Tudingan berita pandemi yang menurunkan imun juga perlu penelitian lebih lanjut. Meningkatkan kebahagiaan, lanjutnya, bisa dengan melakukan hal menyenangkan, seperti menonton film dan berolahraga, bukan membaca berita saja.
Di sisi lain, media perlu mengevaluasi cara penyajian beritanya agar tidak terkesan menakut-nakuti publik. ”Media harus membangun sense of crisis yang meningkatkan kewaspadaan dan menggugah kita,” katanya.
Kearifan menyikapi pandemi Covid-19 kini semakin diuji di tengah penanganan medis yang belum ideal.
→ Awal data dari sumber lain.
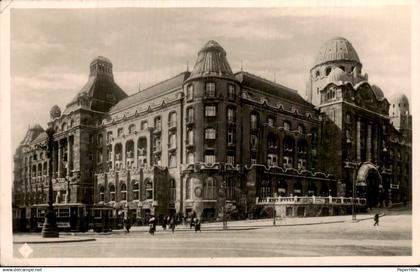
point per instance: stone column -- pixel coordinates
(358, 146)
(369, 143)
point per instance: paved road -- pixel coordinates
(392, 237)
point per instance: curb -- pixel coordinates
(55, 241)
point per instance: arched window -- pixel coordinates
(123, 189)
(230, 115)
(188, 189)
(190, 115)
(136, 189)
(190, 158)
(254, 120)
(101, 193)
(209, 188)
(210, 134)
(327, 71)
(172, 161)
(190, 92)
(172, 190)
(172, 120)
(112, 192)
(149, 188)
(190, 137)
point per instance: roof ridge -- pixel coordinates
(268, 81)
(160, 82)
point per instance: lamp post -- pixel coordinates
(49, 229)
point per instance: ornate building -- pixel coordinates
(211, 140)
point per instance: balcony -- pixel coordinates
(157, 149)
(172, 125)
(189, 121)
(157, 129)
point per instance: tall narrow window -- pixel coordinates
(190, 92)
(210, 89)
(210, 111)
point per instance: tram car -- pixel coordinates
(69, 217)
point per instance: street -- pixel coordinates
(392, 237)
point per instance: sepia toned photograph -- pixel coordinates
(187, 135)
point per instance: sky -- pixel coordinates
(51, 48)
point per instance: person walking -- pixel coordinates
(127, 224)
(197, 226)
(376, 219)
(172, 224)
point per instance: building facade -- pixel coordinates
(211, 141)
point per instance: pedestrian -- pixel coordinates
(127, 224)
(197, 224)
(152, 225)
(164, 223)
(376, 219)
(172, 224)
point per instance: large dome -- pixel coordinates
(336, 49)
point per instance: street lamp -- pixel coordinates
(49, 229)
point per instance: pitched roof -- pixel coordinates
(269, 87)
(151, 92)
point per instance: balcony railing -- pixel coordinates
(296, 200)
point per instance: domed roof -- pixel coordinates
(55, 112)
(338, 75)
(211, 61)
(101, 58)
(378, 92)
(335, 49)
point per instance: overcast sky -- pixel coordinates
(51, 48)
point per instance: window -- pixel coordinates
(301, 129)
(210, 134)
(172, 190)
(328, 71)
(230, 157)
(112, 192)
(190, 92)
(136, 190)
(144, 125)
(272, 160)
(172, 161)
(190, 137)
(230, 115)
(254, 141)
(210, 111)
(209, 157)
(102, 193)
(254, 121)
(149, 188)
(231, 91)
(109, 136)
(123, 191)
(270, 121)
(172, 120)
(131, 128)
(172, 141)
(190, 158)
(188, 189)
(231, 137)
(209, 188)
(265, 189)
(210, 89)
(301, 164)
(190, 115)
(286, 125)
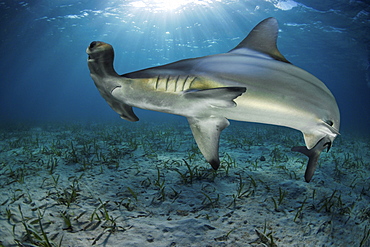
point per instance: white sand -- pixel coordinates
(107, 184)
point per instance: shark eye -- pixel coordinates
(93, 44)
(329, 122)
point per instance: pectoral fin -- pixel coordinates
(313, 155)
(206, 132)
(216, 97)
(125, 111)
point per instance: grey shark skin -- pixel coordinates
(253, 82)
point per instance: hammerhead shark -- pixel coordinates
(253, 82)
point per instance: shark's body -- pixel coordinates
(253, 82)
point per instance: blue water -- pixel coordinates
(44, 74)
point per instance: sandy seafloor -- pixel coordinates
(146, 184)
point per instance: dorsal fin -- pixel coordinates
(263, 39)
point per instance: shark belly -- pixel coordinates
(277, 93)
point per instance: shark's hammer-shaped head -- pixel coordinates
(106, 79)
(100, 60)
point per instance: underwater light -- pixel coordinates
(167, 5)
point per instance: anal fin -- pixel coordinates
(206, 132)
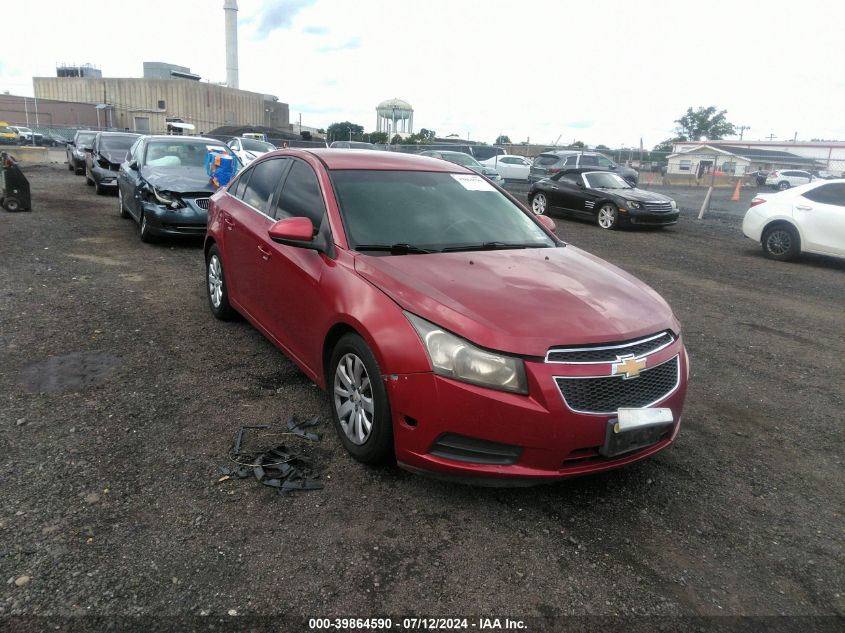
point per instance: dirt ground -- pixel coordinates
(112, 505)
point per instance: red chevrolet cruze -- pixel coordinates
(451, 328)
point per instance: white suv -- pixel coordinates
(786, 178)
(807, 219)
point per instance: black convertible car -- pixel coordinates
(603, 197)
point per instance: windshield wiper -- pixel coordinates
(400, 248)
(494, 246)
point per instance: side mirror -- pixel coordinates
(297, 229)
(547, 222)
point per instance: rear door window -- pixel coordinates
(828, 194)
(301, 196)
(262, 184)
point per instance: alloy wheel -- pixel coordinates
(607, 216)
(215, 281)
(353, 399)
(778, 242)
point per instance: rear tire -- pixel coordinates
(216, 286)
(360, 408)
(539, 203)
(781, 242)
(608, 216)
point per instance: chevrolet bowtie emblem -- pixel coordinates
(628, 367)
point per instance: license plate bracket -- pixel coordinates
(635, 429)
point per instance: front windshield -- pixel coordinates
(252, 145)
(430, 210)
(117, 143)
(171, 154)
(461, 159)
(605, 181)
(85, 140)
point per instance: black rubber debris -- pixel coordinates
(276, 466)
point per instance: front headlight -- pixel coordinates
(164, 198)
(457, 358)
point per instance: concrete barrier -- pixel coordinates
(26, 154)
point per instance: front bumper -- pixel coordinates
(104, 177)
(648, 218)
(188, 221)
(545, 439)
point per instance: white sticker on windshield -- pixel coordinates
(473, 183)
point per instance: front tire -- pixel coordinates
(781, 242)
(144, 230)
(217, 289)
(360, 408)
(539, 203)
(121, 209)
(608, 216)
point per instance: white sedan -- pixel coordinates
(805, 219)
(248, 149)
(509, 167)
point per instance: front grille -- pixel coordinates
(610, 352)
(658, 206)
(461, 448)
(606, 394)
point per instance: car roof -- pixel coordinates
(118, 134)
(178, 137)
(374, 159)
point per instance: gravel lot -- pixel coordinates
(112, 504)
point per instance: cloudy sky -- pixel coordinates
(608, 72)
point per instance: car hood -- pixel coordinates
(179, 179)
(640, 195)
(521, 301)
(116, 157)
(483, 170)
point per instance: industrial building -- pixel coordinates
(46, 113)
(168, 97)
(145, 105)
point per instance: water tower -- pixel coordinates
(394, 115)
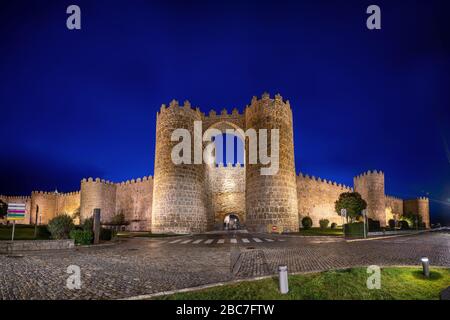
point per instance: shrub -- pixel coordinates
(354, 230)
(324, 223)
(60, 226)
(404, 225)
(88, 224)
(105, 234)
(307, 223)
(42, 232)
(118, 219)
(374, 225)
(391, 223)
(82, 237)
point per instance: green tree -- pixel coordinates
(3, 209)
(352, 202)
(414, 220)
(60, 226)
(118, 219)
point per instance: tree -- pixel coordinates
(414, 220)
(3, 209)
(352, 202)
(60, 226)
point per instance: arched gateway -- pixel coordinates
(197, 197)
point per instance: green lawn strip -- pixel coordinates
(319, 232)
(144, 235)
(22, 233)
(397, 283)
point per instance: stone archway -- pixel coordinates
(225, 183)
(231, 222)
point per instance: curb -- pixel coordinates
(224, 283)
(388, 237)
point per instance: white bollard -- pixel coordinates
(425, 267)
(284, 286)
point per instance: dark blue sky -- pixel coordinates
(83, 103)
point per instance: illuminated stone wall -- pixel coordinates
(228, 193)
(316, 199)
(134, 200)
(419, 206)
(272, 199)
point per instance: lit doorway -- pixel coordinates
(231, 222)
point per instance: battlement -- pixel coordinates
(174, 105)
(325, 181)
(418, 199)
(267, 101)
(44, 193)
(15, 198)
(370, 173)
(393, 198)
(107, 182)
(134, 181)
(97, 180)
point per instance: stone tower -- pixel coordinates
(97, 194)
(419, 206)
(271, 199)
(179, 196)
(370, 185)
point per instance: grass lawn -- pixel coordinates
(320, 232)
(23, 233)
(126, 234)
(404, 283)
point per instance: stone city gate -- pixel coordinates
(197, 197)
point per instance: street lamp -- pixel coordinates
(425, 266)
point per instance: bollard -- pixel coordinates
(425, 267)
(97, 226)
(284, 286)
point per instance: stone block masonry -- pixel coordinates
(194, 198)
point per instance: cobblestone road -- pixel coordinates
(143, 266)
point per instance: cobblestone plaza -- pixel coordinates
(139, 266)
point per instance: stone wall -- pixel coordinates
(68, 203)
(134, 200)
(47, 203)
(99, 194)
(316, 198)
(419, 206)
(228, 192)
(370, 185)
(272, 199)
(394, 208)
(180, 200)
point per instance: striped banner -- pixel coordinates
(16, 211)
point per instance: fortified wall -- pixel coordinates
(228, 192)
(193, 198)
(316, 198)
(133, 198)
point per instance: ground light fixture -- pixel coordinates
(284, 286)
(425, 266)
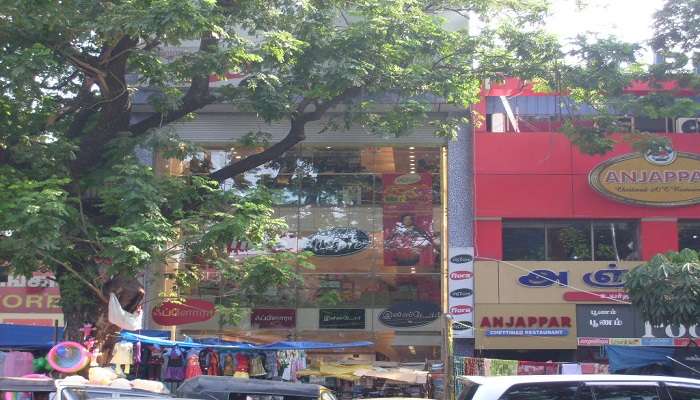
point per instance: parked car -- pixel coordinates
(45, 389)
(228, 388)
(579, 387)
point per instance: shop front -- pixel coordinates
(560, 228)
(29, 301)
(371, 216)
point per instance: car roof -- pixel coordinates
(27, 384)
(200, 385)
(514, 380)
(110, 389)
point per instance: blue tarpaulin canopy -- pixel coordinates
(26, 337)
(222, 344)
(626, 357)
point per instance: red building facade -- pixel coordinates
(537, 214)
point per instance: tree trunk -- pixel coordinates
(130, 294)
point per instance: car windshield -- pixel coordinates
(89, 394)
(469, 388)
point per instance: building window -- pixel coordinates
(578, 240)
(689, 235)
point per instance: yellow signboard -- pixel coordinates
(531, 326)
(665, 178)
(551, 282)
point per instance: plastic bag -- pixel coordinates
(121, 318)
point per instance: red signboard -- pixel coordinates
(408, 219)
(29, 300)
(188, 312)
(273, 318)
(596, 296)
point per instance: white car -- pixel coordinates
(579, 387)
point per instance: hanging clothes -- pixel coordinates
(193, 368)
(214, 367)
(256, 366)
(229, 367)
(18, 364)
(204, 360)
(155, 363)
(175, 371)
(271, 364)
(242, 363)
(123, 355)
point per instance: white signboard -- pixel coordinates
(461, 291)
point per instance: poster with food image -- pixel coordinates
(408, 220)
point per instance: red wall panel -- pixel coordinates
(539, 153)
(489, 240)
(543, 176)
(523, 196)
(658, 237)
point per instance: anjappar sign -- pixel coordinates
(665, 178)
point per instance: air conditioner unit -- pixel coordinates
(498, 122)
(688, 125)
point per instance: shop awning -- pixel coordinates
(344, 372)
(626, 357)
(221, 344)
(400, 375)
(26, 337)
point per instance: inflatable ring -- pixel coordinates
(68, 357)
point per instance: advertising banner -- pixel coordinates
(188, 312)
(599, 325)
(341, 318)
(461, 291)
(664, 178)
(30, 301)
(273, 318)
(408, 219)
(606, 321)
(409, 314)
(586, 282)
(517, 326)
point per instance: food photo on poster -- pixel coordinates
(408, 220)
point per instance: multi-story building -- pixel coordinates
(556, 229)
(368, 208)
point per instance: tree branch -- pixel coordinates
(72, 270)
(296, 135)
(197, 96)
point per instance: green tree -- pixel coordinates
(667, 289)
(75, 200)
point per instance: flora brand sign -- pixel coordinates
(664, 178)
(188, 312)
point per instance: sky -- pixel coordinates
(629, 20)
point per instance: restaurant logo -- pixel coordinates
(464, 292)
(610, 277)
(341, 318)
(273, 318)
(462, 258)
(462, 325)
(410, 314)
(337, 242)
(188, 312)
(461, 309)
(460, 275)
(407, 179)
(660, 178)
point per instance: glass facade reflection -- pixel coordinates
(372, 217)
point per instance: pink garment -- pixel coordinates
(18, 364)
(192, 369)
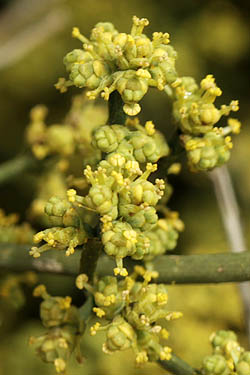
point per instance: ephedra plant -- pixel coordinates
(110, 225)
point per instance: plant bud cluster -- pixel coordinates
(228, 356)
(207, 145)
(129, 63)
(131, 310)
(63, 335)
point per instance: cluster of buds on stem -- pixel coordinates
(228, 356)
(131, 310)
(64, 330)
(129, 63)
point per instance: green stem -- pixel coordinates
(15, 167)
(179, 269)
(177, 366)
(116, 113)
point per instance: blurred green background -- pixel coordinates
(211, 37)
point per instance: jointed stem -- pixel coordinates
(178, 269)
(177, 366)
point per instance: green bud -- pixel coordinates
(120, 335)
(132, 87)
(207, 152)
(215, 365)
(107, 138)
(56, 346)
(243, 366)
(120, 241)
(108, 296)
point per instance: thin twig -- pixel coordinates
(177, 269)
(230, 214)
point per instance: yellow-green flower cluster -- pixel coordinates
(129, 63)
(228, 356)
(206, 144)
(122, 195)
(132, 309)
(63, 139)
(11, 289)
(62, 337)
(68, 232)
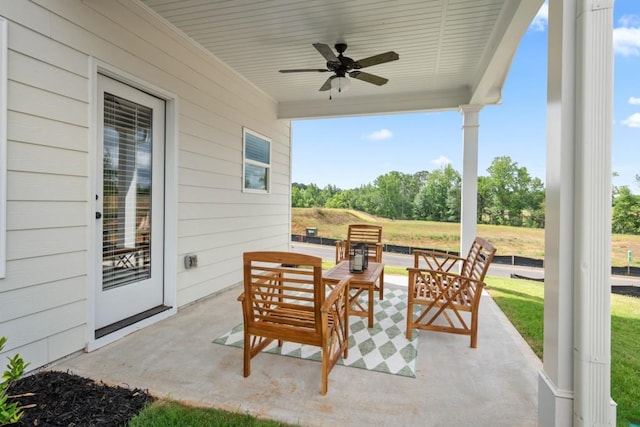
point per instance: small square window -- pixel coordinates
(257, 162)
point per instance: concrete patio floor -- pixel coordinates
(493, 385)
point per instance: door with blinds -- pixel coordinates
(129, 205)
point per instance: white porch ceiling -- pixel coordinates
(452, 52)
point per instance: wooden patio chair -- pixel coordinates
(371, 235)
(285, 299)
(448, 300)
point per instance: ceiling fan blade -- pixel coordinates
(304, 70)
(369, 78)
(327, 84)
(376, 59)
(326, 51)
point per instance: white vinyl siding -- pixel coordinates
(50, 198)
(3, 144)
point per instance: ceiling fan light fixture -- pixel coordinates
(340, 84)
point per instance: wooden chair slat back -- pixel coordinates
(369, 234)
(478, 260)
(277, 283)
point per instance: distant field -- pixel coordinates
(527, 242)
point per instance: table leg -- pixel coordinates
(371, 303)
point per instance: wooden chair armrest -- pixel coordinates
(445, 276)
(437, 254)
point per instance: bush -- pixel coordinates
(10, 412)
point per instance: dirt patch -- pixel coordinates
(63, 399)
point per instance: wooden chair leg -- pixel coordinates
(325, 369)
(474, 328)
(409, 330)
(247, 355)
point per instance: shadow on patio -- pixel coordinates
(495, 384)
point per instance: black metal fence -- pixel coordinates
(498, 259)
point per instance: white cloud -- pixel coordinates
(379, 135)
(441, 161)
(541, 19)
(633, 121)
(626, 38)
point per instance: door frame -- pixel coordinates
(170, 204)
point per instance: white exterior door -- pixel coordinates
(129, 205)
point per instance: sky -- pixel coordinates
(410, 143)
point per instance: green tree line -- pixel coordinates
(507, 195)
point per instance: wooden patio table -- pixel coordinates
(360, 283)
Namun, mengajak menghilangkan fakta jelas hanya menghadirkan kenyamanan semu.
Pemberitaan, katanya, juga menjadi cara publik mengukur keberhasilan pemerintah menangani pandemi. Jangan-jangan, bukan beritanya yang menakutkan, melainkan cara manusia berhadapan dengan wabah ini.
Mengutip pendapat psikolog Jordan B Peterson dalam bukunya 12 Rules for Life an Antidote to Chaos, dalam hidup, manusia butuh terus hidup dalam kejujuran atau setidaknya tidak berbohong. Menyangkal kenyataan, kata dia, hanya akan menciptakan sosok dan kehidupan semu. Apabila itu terjadi, hal itu akan memicu kepalsuan lain yang berpotensi membuat hidup manusia kian muram.